Makabe Jin (Visiting Scholar, ’07-’08) has published his award-winning first book,

Politics and Academia in Late Tokugawa Japan: Shôheizaka Confucians and Diplomatic Transformation

眞壁仁『徳川後期の学問と政治──昌平坂学問所儒者と幕末外交変容』(名古屋:名古屋大学出版会、2007年)

Makabe Jin, Tokugawa-kôki no gakumon to seiji: Shôheizaka-gakumonjo-jushya to Bakumatsu gaikô hen’yô [Politics and Academia in Late Tokugawa Japan: Shôheizaka Confucians and Diplomatic Transformation] (Nagoya: Nagoya University Press, 2007) 649, 11 pp.
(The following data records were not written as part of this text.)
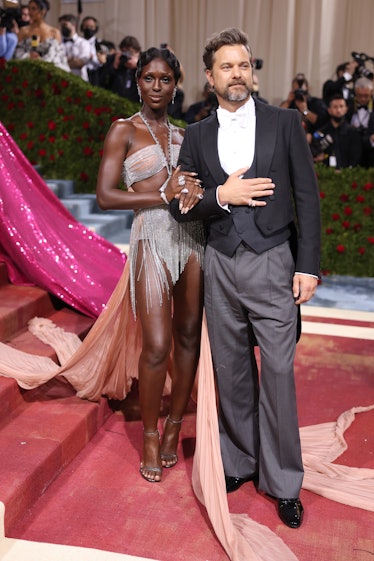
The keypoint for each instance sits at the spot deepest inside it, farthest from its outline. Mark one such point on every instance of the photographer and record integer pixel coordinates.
(202, 109)
(337, 144)
(118, 73)
(8, 34)
(312, 109)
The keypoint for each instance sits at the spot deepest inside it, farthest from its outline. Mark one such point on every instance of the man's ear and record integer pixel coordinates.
(209, 77)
The Shôheizaka Academy, the Tokugawa shogunal college founded in 1797 in Edo, was the center of the Neo-Confucian network in late Tokugawa Japan. In Japanese historical research, Shôheizaka Neo-Confucianism has been depicted as intellectual stagnation and a desperate reaction against the political mainstream. However, this view was influenced by a post-Meiji Restoration perspective. In reality, how did Shôheizaka Confucian scholars participate in governmental foreign policy making and how did their political thoughts change in this process? In his book, Makabe focuses on the Koga family, three generations of government-sanctioned Shôheizaka Confucianism, and examines these questions by rediscovering their ideas of reformation in Japanese foreign policy, based on a thorough investigation of hand manuscripts and books in the Academy library, private collections belonging to Shôheizaka Confucians, and domain-school libraries. Makabe’s book won the 2008 Tokugawa Prize, awarded by the Tokugawa Memorial Foundation for the best academic book on early-modern Japanese history, and is the winner of the Kadokawa Genyoshi Award for the best work on Japanese history in 2007.